At any rate, the criticism that Valentine gets for this decision is unfair -- but I don't think it would have happened if he hadn't botched the Rojas Game 2 years earlier.
*
Let's not forget that, in 1998, the Mets needed to win just 1 of their last 5 games to clinch at least a tie for the NL Wild Card spot. They lost them all, and finished 1 game behind the Giants and Chicago Cubs, who had a Playoff for that spot, with the Cubs winning. Surely, Valentine could have managed those last 5 games better.
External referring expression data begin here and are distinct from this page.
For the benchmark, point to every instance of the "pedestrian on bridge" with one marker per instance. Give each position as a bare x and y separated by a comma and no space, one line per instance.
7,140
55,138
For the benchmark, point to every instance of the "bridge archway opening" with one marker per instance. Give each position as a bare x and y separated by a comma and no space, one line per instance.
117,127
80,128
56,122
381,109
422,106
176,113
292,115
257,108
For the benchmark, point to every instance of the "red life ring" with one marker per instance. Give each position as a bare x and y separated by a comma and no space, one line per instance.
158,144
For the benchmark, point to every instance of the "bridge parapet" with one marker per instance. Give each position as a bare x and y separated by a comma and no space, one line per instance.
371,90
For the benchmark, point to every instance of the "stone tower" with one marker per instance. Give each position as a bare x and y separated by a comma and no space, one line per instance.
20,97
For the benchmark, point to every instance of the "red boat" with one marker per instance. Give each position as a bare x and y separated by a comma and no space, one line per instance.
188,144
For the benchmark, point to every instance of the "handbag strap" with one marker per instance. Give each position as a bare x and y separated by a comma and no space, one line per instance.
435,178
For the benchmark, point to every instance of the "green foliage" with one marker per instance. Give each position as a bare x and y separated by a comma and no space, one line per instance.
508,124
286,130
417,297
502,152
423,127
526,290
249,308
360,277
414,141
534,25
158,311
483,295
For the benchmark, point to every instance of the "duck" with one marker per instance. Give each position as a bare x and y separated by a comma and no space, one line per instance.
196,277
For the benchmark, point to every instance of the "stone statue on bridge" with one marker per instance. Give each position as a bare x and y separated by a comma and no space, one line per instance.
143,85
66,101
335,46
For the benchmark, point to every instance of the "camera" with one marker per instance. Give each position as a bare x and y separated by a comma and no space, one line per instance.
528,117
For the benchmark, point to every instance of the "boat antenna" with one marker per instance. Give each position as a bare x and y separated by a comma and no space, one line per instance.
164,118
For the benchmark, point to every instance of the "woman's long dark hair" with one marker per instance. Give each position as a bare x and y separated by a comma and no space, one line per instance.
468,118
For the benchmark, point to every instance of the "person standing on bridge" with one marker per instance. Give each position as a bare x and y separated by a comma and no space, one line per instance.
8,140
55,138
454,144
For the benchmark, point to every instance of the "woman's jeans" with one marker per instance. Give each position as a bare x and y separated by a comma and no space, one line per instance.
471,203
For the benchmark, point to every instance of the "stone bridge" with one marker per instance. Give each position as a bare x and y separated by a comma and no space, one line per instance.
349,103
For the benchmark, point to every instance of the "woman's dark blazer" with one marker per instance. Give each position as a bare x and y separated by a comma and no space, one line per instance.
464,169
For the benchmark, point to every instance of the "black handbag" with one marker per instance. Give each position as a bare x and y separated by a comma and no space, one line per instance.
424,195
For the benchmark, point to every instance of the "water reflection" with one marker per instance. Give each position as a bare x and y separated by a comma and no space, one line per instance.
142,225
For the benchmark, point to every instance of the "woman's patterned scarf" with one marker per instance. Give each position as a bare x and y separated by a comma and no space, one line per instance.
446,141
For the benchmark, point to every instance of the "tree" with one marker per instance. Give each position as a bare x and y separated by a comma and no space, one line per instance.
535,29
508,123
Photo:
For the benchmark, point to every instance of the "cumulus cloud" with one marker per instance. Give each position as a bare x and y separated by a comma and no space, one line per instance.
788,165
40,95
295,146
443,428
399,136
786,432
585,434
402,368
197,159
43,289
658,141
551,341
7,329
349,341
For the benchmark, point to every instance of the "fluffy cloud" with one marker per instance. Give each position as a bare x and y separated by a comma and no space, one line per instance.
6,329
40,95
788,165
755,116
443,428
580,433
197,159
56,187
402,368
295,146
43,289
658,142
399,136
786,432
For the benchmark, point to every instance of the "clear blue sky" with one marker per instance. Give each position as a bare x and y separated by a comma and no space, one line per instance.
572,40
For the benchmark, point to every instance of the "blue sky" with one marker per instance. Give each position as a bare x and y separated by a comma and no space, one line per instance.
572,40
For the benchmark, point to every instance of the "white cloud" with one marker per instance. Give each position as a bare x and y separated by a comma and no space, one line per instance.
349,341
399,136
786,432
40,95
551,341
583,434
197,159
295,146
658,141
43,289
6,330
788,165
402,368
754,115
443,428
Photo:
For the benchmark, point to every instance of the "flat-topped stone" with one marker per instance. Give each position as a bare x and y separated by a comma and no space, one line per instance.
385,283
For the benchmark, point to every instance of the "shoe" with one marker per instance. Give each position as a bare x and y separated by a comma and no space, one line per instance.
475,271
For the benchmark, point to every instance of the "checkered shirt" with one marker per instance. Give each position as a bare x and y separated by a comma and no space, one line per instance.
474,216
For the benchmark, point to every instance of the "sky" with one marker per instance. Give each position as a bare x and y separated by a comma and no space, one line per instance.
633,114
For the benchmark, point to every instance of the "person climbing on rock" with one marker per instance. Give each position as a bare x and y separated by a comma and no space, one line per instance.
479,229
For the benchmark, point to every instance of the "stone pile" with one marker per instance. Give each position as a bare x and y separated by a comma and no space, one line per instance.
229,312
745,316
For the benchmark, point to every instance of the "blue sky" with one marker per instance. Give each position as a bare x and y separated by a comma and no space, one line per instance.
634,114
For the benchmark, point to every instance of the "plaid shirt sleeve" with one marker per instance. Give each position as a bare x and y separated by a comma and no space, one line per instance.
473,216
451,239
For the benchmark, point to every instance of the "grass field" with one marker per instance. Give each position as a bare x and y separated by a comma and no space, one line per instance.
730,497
Indeed, he didn't need to manage ALL 5 better -- only ONE of them, and there would have been an unprecedented (and still never-done) 3-way tie for an MLB postseason berth.
Or that, in 1999, the Mets trailed the Atlanta Braves 3 games to 2 in the NL Championship Series, and were tied in the bottom of the 11th inning, but the Braves loaded the bases, and instead of bringing in righthander Octavio "Heartbreak" Dotel to pitch to the righthanded Andruw Jones, Valentine brought in the lefty Kenny Rogers. Clearly, to paraphrase the singer Kenny Rogers, Bobby V didn't know when to hold 'em, or know when to fold 'em. Rogers walked Jones, the most famous base-on-balls in baseball history -- unless you prefer the one a year later when Benitez walked O'Neill to give the Yankees the chance to come back in Game 1 of the Subway Series.
*
After getting fired as Met manager in 2002, Bobby V became a talking head for ESPN, then went back to managing in Japan, as he had done between Texas and Flushing Meadow. He was successful there, and then returned to ESPN, doing his damnedest these last 2 seasons to show baseball fans just how smart he thinks he is.
Now, he's going to manage the Boston Red Sox, a team with quite a few strengths, but also a lot of problems, including big egos, big stomachs, big injuries, and big psychological issues.
And while it's true that, if you can handle the media in New York, you can handle the media anywhere, the truth is that the New York media already knew and liked him from his playing days with the Mets; the Boston media does not really know him all that well, and, as is usually the case with outsiders in that oh-so-insular city, is unlikely to give him the benefit of the doubt.
And speaking of Boston being an insular city, what do you think the Boston fans will think of Bobby Valentine? Suppose the Red Sox get off to a start like they had this season. Will they give him a pass, saying, "Give him a chance, he inherited a mess and he needs time to straighten it out"? Even if they do, which would only be fair, suppose the Sox have a finish resembling the one they had this season. Results do matter. Will the Chowdaheads say, "Give him a break, he's only had one full season"? Or will they throw him to the wolves?
Silly question: Sox fans can be rather wolfish themselves -- and that's a quality that many of them not only admit that they have, but they tend to enjoy it!
To paraphrase David Byrne, Bobby Valentine may ask himself, "How did I get here? This is not my beautiful ballpark! This is not my beautiful team!"